Batch normalization

A big issue for my latest training experiments was the training speed. When an 8-layer VGG was trained with dropout, even 8 epochs did not really seem sufficient. This is exactly the context in which batch normalization was invented. Batch normalization is a technique that allows to speed up the training a lot and often drop regularization. It works as follows:

for each minibatch, the inputs of each unit are shifted and rescaled to look like if they are coming from a Gaussian $\mathcal{N}(0, 1)$
the transformed inputs are shifted and scaled again, but this time with trainable scaling and shift parameters $\gamma$ and $\beta$ respectively. This makes the next layer “feel” that its inputs are coming from a distribution $\mathcal{N}(\beta, \gamma)$ that it prefers.
running averages of per-batch statistics are kept to become a part of the final trained network

I tried two variants of batch norm: mean-only version, that only shifts the data, and the full one. The results are… overwhelming, let’s say:

batch_norm1

BOOM, applying batch normalization to my 8-layer VGG network brings me almost as far as additional data augmentation combined with dropout do. It is interesting however, that in the very beginning of the training the batch normalized network performs worse.

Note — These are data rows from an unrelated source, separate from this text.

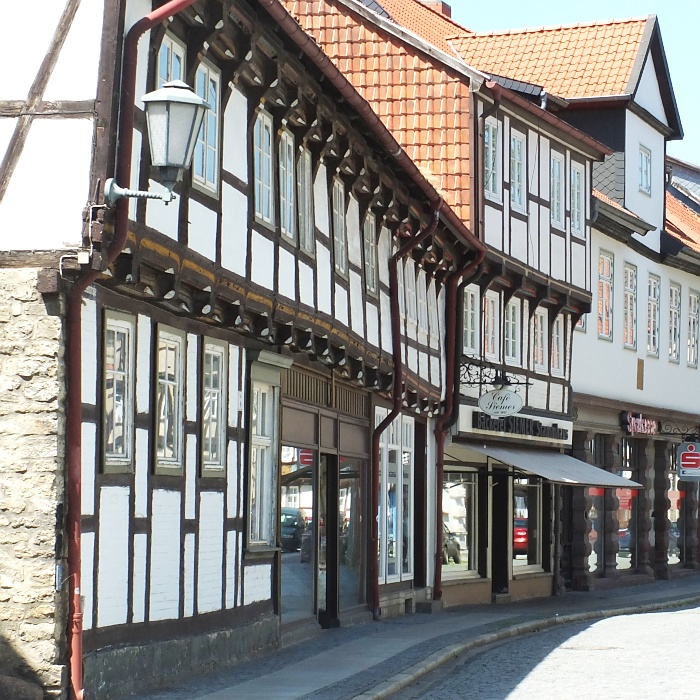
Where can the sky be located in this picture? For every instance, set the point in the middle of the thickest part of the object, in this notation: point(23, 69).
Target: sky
point(678, 21)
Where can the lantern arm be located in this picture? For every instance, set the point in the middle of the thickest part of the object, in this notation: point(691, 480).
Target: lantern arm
point(113, 193)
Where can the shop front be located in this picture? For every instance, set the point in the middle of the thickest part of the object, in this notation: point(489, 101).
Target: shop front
point(649, 531)
point(505, 484)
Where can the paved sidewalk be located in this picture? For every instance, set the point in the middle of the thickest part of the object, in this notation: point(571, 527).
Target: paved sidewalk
point(373, 660)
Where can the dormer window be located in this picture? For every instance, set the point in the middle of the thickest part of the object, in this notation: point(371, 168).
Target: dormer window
point(644, 170)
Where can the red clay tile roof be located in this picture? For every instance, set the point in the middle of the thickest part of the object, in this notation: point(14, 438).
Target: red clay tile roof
point(426, 22)
point(582, 60)
point(424, 107)
point(682, 223)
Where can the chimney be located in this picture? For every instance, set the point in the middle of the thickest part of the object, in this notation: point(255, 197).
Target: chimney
point(439, 6)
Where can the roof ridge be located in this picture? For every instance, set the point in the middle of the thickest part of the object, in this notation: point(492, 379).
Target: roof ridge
point(553, 28)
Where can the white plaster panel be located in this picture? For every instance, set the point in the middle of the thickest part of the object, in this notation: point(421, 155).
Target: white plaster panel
point(88, 339)
point(210, 552)
point(235, 140)
point(165, 556)
point(191, 386)
point(323, 268)
point(356, 303)
point(286, 274)
point(341, 305)
point(262, 270)
point(160, 216)
point(233, 355)
point(190, 475)
point(537, 394)
point(383, 253)
point(518, 239)
point(87, 568)
point(412, 359)
point(143, 364)
point(558, 262)
point(556, 396)
point(306, 284)
point(234, 230)
point(113, 567)
point(89, 466)
point(257, 583)
point(385, 319)
point(354, 233)
point(232, 495)
point(493, 227)
point(139, 577)
point(231, 558)
point(321, 201)
point(648, 95)
point(188, 582)
point(141, 473)
point(372, 315)
point(202, 229)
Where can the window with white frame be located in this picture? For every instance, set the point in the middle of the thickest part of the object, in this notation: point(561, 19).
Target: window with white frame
point(396, 499)
point(629, 331)
point(262, 166)
point(578, 177)
point(339, 235)
point(540, 337)
point(556, 189)
point(491, 325)
point(214, 399)
point(287, 186)
point(369, 237)
point(171, 61)
point(511, 331)
point(518, 173)
point(432, 310)
point(263, 419)
point(422, 299)
point(305, 196)
point(674, 323)
point(644, 170)
point(605, 299)
point(558, 358)
point(410, 284)
point(206, 150)
point(653, 311)
point(470, 327)
point(118, 397)
point(693, 319)
point(492, 171)
point(169, 414)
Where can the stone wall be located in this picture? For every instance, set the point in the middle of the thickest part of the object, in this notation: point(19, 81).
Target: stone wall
point(32, 437)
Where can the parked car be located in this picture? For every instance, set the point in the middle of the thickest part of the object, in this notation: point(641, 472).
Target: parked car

Here is my of understanding what’s going on: with my rather small batch size of 100 a lot of noise is introduced into the training procedure. This is a great regularizer, but it also hurts the normalization machinery a bit.

Finally, I tried to combine batch normalization with my data augmenation and dropout:

batch_norm2

The mean-only batch norm feels much better in the presence of random cropping and provides me with the new champion (95.9% on the validation set, 95.28% on the test set). Adding dropout slows down training a lot for the mean-only version and drives the full batch norm crazy.